Николай Крыщук - В Петербурге летом жить можно…
Стремление к масштабному обустройству уединенной жизни неистребимо в нашем отечестве. Пена падает с губ Ангела. Но если посадить в мясную лавку кавалериста, который одним взмахом разрубает всадника и коня, много ли охотников найдется ходить к нему за мясом?
С пьянством, как всегда, не справились. Между тем виноградники погубили. Их обеспложенная лоза колет мне душу вроде истины, которую я лично предпочитаю искать in vino.
Соседка пошла вчера на рынок. Продавали испанских тараканов с крыльями. Но у нее не хватило денег. Купила сверчка. Улыбка, с которой она вернулась, закономерна. Возможности не обязательно использовать, но они должны быть…
1
июля
двенадцатого
Город в мучном ознобе. Дороги пережевывают гравий, отрабатывая дикцию. Голуби бездумно расписываются на лбах поэтов и государей. Наша погода.
Петербург – волшебный город. Все может показаться. Почудившееся – осуществится. Самолеты, как рыбы, задумчиво плывут поперек неба. Выбираем, в каком летим мы.
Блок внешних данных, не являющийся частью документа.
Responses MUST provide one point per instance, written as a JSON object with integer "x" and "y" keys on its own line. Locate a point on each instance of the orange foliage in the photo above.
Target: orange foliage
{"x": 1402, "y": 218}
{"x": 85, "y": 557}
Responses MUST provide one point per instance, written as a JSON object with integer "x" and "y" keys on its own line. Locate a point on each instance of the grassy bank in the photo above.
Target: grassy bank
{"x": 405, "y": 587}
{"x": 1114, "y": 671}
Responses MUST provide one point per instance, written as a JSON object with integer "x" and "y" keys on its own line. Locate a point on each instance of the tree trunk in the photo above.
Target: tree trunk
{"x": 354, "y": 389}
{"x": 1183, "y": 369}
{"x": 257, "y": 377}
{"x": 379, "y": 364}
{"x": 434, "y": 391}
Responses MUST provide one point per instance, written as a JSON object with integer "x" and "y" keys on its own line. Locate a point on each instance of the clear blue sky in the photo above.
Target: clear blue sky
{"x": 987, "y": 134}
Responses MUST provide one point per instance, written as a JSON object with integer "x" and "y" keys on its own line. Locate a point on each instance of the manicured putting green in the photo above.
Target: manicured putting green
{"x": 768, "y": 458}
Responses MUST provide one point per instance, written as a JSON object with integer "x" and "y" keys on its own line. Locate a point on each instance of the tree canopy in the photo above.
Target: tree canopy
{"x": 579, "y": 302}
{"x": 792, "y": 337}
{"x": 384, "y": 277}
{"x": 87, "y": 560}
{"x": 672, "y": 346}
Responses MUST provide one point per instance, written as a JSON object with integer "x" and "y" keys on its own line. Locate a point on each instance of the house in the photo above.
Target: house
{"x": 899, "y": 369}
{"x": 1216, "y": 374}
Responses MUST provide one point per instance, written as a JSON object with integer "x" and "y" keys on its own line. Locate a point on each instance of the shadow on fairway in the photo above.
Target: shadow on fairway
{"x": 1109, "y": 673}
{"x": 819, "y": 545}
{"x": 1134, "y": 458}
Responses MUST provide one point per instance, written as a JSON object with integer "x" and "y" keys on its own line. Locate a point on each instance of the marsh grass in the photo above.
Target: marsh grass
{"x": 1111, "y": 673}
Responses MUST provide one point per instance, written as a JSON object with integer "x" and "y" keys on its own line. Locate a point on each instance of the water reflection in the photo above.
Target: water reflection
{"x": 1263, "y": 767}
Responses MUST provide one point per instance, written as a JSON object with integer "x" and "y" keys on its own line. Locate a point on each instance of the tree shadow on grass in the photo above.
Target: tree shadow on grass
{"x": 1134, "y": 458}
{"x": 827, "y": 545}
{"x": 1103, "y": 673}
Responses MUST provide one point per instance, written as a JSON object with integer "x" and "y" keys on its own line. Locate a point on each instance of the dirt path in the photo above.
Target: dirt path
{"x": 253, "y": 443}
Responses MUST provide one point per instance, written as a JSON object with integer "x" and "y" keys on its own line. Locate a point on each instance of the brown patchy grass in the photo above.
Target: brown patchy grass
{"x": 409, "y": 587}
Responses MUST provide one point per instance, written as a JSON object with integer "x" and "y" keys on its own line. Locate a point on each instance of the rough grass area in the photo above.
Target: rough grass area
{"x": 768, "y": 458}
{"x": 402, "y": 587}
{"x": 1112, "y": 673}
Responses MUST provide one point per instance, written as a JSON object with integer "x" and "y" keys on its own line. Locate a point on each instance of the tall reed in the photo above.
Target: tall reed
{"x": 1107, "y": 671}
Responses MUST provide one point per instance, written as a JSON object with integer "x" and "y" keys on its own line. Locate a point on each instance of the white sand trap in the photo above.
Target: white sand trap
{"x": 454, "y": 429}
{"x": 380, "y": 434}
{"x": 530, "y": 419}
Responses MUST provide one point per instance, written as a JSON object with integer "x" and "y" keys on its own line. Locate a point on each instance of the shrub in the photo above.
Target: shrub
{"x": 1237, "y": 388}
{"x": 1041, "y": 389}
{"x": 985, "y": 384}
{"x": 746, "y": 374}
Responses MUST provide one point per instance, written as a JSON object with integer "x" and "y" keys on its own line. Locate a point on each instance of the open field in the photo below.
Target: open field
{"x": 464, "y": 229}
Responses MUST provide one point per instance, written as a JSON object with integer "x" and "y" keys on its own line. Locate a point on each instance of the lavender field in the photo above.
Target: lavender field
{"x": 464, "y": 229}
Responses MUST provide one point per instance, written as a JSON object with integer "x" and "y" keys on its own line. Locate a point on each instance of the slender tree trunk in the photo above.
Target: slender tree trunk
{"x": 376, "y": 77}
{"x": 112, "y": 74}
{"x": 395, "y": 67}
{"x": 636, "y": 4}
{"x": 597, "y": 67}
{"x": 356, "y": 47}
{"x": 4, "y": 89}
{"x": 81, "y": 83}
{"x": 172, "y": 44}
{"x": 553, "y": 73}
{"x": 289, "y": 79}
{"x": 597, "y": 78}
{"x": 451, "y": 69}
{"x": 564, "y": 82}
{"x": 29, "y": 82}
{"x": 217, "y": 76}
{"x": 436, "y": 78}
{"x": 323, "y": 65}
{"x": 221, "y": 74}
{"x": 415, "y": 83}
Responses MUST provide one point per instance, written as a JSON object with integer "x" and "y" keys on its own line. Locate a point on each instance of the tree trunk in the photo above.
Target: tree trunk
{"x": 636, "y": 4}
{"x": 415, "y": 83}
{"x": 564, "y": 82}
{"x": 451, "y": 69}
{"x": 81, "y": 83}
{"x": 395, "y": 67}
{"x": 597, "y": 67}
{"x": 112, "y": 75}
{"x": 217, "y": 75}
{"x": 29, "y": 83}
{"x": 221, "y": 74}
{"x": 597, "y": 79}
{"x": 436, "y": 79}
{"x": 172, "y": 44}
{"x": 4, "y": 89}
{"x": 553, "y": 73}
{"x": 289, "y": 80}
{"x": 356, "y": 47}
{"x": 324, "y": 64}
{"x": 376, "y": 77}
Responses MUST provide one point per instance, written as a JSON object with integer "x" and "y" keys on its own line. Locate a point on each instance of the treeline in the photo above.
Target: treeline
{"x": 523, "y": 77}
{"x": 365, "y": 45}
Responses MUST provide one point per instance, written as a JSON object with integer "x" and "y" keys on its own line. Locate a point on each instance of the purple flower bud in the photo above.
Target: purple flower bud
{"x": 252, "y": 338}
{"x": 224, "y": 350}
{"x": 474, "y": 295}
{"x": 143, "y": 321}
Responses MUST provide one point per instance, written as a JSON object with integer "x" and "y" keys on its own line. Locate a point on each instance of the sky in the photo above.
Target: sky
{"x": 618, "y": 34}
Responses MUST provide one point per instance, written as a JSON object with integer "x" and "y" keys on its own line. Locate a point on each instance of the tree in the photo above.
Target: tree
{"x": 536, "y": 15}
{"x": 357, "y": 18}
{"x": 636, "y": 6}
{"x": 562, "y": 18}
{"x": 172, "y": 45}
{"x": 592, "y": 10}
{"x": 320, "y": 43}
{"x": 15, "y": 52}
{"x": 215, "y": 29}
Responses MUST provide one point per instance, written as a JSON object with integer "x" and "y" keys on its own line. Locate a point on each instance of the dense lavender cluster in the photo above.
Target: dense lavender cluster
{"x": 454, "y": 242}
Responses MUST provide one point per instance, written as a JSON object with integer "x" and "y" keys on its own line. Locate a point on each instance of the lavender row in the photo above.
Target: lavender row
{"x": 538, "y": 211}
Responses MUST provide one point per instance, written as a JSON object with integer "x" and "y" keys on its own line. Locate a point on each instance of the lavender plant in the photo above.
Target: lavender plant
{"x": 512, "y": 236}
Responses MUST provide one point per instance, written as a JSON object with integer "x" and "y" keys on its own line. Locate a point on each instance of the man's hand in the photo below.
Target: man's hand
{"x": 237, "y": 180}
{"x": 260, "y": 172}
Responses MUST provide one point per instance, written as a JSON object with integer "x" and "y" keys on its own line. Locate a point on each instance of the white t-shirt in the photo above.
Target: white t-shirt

Козлоногий держит сценарий, отдавая должное нашим импровизациям. Сейчас он угрюмо делит между мужичками остаток. На колени падают теплые криминальные капли, моментально испаряясь. Явно превышает функциональные права. Тоже, наверное, плохо кончит. Он успевает поощрительно подмигнуть нам из прозрачного облака нарождающегося убийства.
Деревья рассеянно сорят в волосы. Задумаемся – про растем.
Ничего не помним. Когда герань стала дороже гвоздик по причине употребления в салат? Когда подорожник записали в «Красную книгу»? Родильные дома опустели. Не ставшие на учет любовники зачислены в ранг государственных преступников. Когда?
Глупый Мальтус.
Чужие квартиры нам уже давно не страшны. Крысам на кухню кидаем ароматизированный муляж мяса. Коричневые улыбки чужих живых и близких заперты в стекла и обтянуты по краям изоляционной лентой. Вечные сообщники.
Мы выпадаем из эпохи, в которой завариваются новые путчи, а сквозь трещины социальных контрастов тянутся орхидеи, а к униженному стихотворцу вновь спешит на помощь Пиндемонти.
Жизнь, однако, всегда берет свое, пока мы отбираем у нее наше.
Звонок. Мы только открыли лилипутскую бутылку. Простыни еще сплетничают о нас. Белая ночь смотрит окном, безумная.
– Не бойся, нас не убьют, – говоришь ты. Ты думаешь о муже.
– Не бойся, нас убьют вместе, – отвечаю я. Полицейские сапоги нелюбопытно топчутся у двери.
Даже мой приятель, который работает на полставки миллиардером, боится их.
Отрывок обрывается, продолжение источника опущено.